Solar Panel Output Prediction with Ridge & Lasso Mixed Regression in ML

FREE Online Courses: Your Passport to Excellence - Start Now

Utility‑scale PV farms must commit day‑ahead energy schedules to the grid operator. Over‑prediction triggers costly imbalance penalties, while under‑prediction squanders market revenue. Pure Ridge regression copes well with collinear weather inputs (irradiance, temperature, wind), but it keeps every noisy feature; pure Lasso produces sparsity yet can over‑shrink under cloud‑cover multicollinearity.

An Elastic Net—which mixes the ℓ² (Ridge) and ℓ¹ (Lasso) penalties—offers the best trade‑off, yielding a parsimonious yet stable model. We will:

  • Forecast 15‑minute DC power (kW) for each inverter string one hour ahead, using weather sensor data (irradiance, ambient T, module T, wind speed, etc.) and time signals.
  • Identify the handful of predictors that truly drive output while keeping the model robust to correlated sunlight metrics.

Libraries Required

Role Library
Data & dates pandas, numpy, datetime
Visuals matplotlib, seaborn
ML workflow scikit‑learnColumnTransformer, StandardScaler, OneHotEncoder, ElasticNet, GridSearchCV, Pipeline, train_test_split
Metrics mean_squared_error, r2_score

Dataset Link

Solar Power Generation Data

Step-by-Step Code Implementation

1. Import Libraries

import pandas as pd
import numpy as np
import matplotlib.pyplot as plt
import seaborn as sns
from datetime import timedelta

from sklearn.compose import ColumnTransformer
from sklearn.preprocessing import StandardScaler, OneHotEncoder
from sklearn.model_selection import train_test_split, GridSearchCV
from sklearn.pipeline import Pipeline
from sklearn.linear_model import ElasticNet
from sklearn.metrics import mean_squared_error, r2_score

2. Download & load dataset

Dataset — two Indian PV plants with 34 days of 15‑min SCADA & meteorology (irradiance, module & ambient temperature, wind). We used Plant 1 for brevity.

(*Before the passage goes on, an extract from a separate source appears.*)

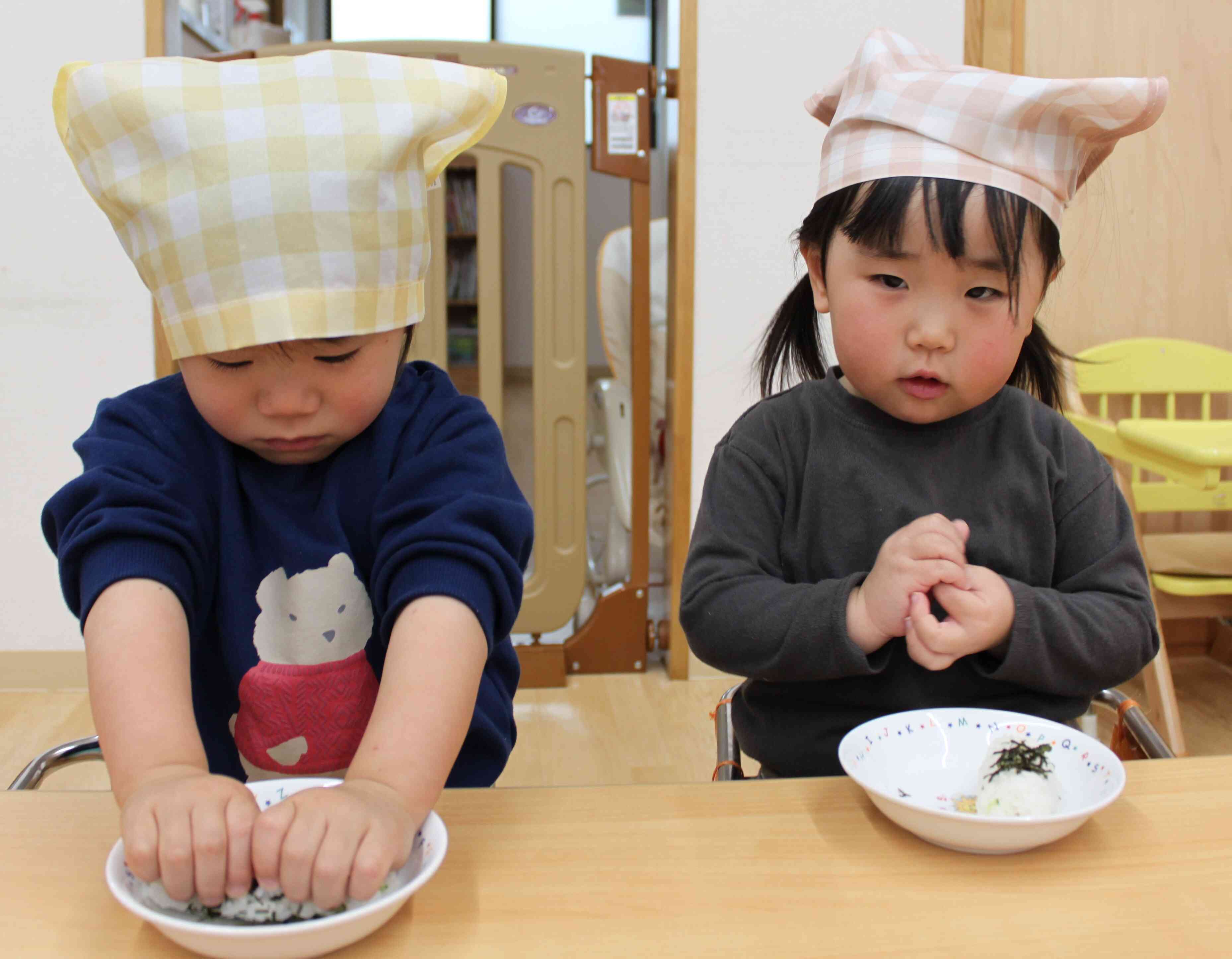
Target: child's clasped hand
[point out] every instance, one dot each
(928, 556)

# One‑time terminal command (needs Kaggle API key):
# kaggle datasets download -d anikannal/solar-power-generation-data -p data --unzip

# Plant 1 generation & weather (only one plant used for demo)
gen  = pd.read_csv("data/Plant_1_Generation_Data.csv")
wthr = pd.read_csv("data/Plant_1_Weather_Sensor_Data.csv")

3. Merge & resample to 15‑min resolution

gen['DATE_TIME']  = pd.to_datetime(gen['DATE_TIME'])
wthr['DATE_TIME'] = pd.to_datetime(wthr['DATE_TIME'])

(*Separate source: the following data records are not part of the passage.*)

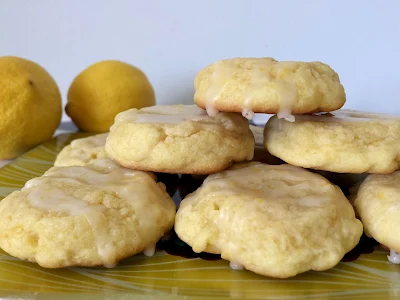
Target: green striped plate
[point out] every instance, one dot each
(167, 276)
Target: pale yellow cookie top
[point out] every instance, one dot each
(298, 219)
(172, 115)
(377, 202)
(92, 197)
(82, 151)
(343, 141)
(266, 85)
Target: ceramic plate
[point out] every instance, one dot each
(176, 272)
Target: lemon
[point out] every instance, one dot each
(105, 89)
(30, 106)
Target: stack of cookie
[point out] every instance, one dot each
(254, 210)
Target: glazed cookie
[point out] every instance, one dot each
(179, 139)
(264, 85)
(377, 202)
(82, 151)
(344, 141)
(277, 221)
(260, 153)
(85, 216)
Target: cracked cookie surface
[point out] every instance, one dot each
(276, 221)
(179, 139)
(264, 85)
(93, 215)
(343, 141)
(82, 151)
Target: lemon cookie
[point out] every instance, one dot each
(276, 221)
(179, 139)
(82, 151)
(260, 153)
(344, 141)
(85, 216)
(264, 85)
(377, 202)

# Aggregate inverter strings to plant‑level DC power (kW)
dc_kw = gen.groupby('DATE_TIME')['DC_POWER'].sum().div(1000)   # W → kW
wthr   = wthr.set_index('DATE_TIME').resample('15T').mean()

data = pd.concat([dc_kw, wthr], axis=1).dropna()
data = data.rename(columns={'DC_POWER': 'Total_DC_kW'})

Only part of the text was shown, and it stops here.